The path truly became mundane matching the mood of the dreich day, my tiredness were no doubt all playing a part at the last third was a trudge indeed. My only relief was coming upon two deer at a stream about 10ft away but as I struggled to subtley get my camera out they were off. Another deer saw me coming from some way off and ran to the far side of the field. As he stood by a tall fence, I think designed to keep him out, he assessed my approach. Deciding that he really didn’t like me he jumped over the fence which looked to be at least 6ft tall from a standing start, impressive beast. The path was flanked by farmland from here on out and the loch not visible for most of it. Even the final stretch leading up to Kinross the loch was behind a bank, obscured by fencing or trees. The final stretch was along the old railway closed as part of beeching closures no doubt. This is marked by a rather nice graphic on some upright logs, I’m guessing representing the railway sleepers.
I would hasten to add at this point that I am not and never have been a railway aficionado.

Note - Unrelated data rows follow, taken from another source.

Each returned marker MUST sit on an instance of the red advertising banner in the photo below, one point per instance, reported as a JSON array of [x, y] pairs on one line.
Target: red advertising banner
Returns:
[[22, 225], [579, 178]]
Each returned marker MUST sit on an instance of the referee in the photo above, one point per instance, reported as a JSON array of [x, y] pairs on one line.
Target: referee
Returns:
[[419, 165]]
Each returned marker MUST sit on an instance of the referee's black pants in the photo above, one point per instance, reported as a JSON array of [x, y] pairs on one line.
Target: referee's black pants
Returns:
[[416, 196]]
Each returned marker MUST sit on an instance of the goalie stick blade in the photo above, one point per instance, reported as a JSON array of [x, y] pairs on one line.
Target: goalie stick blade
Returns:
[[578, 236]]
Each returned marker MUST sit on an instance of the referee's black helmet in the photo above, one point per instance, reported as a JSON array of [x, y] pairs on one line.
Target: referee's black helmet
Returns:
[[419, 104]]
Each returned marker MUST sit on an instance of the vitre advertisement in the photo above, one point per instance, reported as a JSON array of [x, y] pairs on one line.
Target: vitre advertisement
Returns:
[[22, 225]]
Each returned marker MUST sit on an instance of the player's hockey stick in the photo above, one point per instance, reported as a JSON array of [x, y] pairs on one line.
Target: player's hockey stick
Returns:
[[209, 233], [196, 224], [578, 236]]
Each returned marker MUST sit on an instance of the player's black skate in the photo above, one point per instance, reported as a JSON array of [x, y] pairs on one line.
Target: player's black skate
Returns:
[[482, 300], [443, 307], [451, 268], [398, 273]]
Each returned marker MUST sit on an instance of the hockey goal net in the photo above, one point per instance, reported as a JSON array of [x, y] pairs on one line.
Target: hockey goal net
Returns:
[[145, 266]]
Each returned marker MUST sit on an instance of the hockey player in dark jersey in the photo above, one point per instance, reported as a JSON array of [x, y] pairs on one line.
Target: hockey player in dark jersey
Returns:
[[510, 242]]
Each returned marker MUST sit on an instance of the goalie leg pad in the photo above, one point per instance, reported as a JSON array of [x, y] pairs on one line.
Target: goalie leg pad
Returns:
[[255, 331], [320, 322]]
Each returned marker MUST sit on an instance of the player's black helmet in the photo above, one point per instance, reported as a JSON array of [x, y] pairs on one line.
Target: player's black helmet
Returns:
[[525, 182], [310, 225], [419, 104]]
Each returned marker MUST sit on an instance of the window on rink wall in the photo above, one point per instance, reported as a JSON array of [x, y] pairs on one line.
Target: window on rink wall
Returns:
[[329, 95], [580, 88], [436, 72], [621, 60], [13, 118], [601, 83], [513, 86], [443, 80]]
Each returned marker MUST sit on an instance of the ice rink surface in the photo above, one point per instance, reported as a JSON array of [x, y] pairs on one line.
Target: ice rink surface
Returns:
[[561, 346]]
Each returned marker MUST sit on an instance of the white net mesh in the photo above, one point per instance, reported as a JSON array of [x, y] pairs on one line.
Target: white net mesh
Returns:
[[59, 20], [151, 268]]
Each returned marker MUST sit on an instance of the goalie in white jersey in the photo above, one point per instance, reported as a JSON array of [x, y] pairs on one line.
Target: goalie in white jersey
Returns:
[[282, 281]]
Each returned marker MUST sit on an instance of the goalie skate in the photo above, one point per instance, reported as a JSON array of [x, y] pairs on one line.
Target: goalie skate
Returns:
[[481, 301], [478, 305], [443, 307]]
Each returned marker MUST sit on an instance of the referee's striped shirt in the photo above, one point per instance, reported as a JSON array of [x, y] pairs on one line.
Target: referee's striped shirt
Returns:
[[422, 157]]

The walk came to an end as I skirted the fence of the Todd and Duncan Cashmere spinners and into the carpark. It took me five hours in total that included stops, visiting wildlife hides and lunch probably about four hours on the move for 13 and a bit miles. My GPS, Garmin 64st a relatively new piece of kit, was not displaying the data I wanted and did not zero at the start as desired. I was not that impressed by the display so I’ll revert back to my Satmap for the future.
The walk itself was pleasant enough but would I rush back to do it all again…no. I’d maybe come back and do elements of it, visit a hide or the RSPB visitor centre but the walk didn’t have enough for me to make it a regular. I didn’t get all the data I want, down to my own fault, regarding moving time, distance etc so if I wanted to use it as a marker to judge my speed and how I felt I couldn’t with any degree of accuracy. I did achieve my ‘calories used’ (850kcal) twice round on my Apple Watch and did my exercise (30mins) nearly 6 times. So all kudos to me for doing it but I need to improve speed a little especially across easy ground, and this was easy ground, and generally my endurance. My next walk I think I’ll be looking to do a longer walk with hills, I have a Munro above the town with a really steep climb but probably achieveable if I am gentle, there is another walk along a hill range along the A82 past Comrie. They’re not particularly big but there’s enough up and down over the summits to make it worth my while.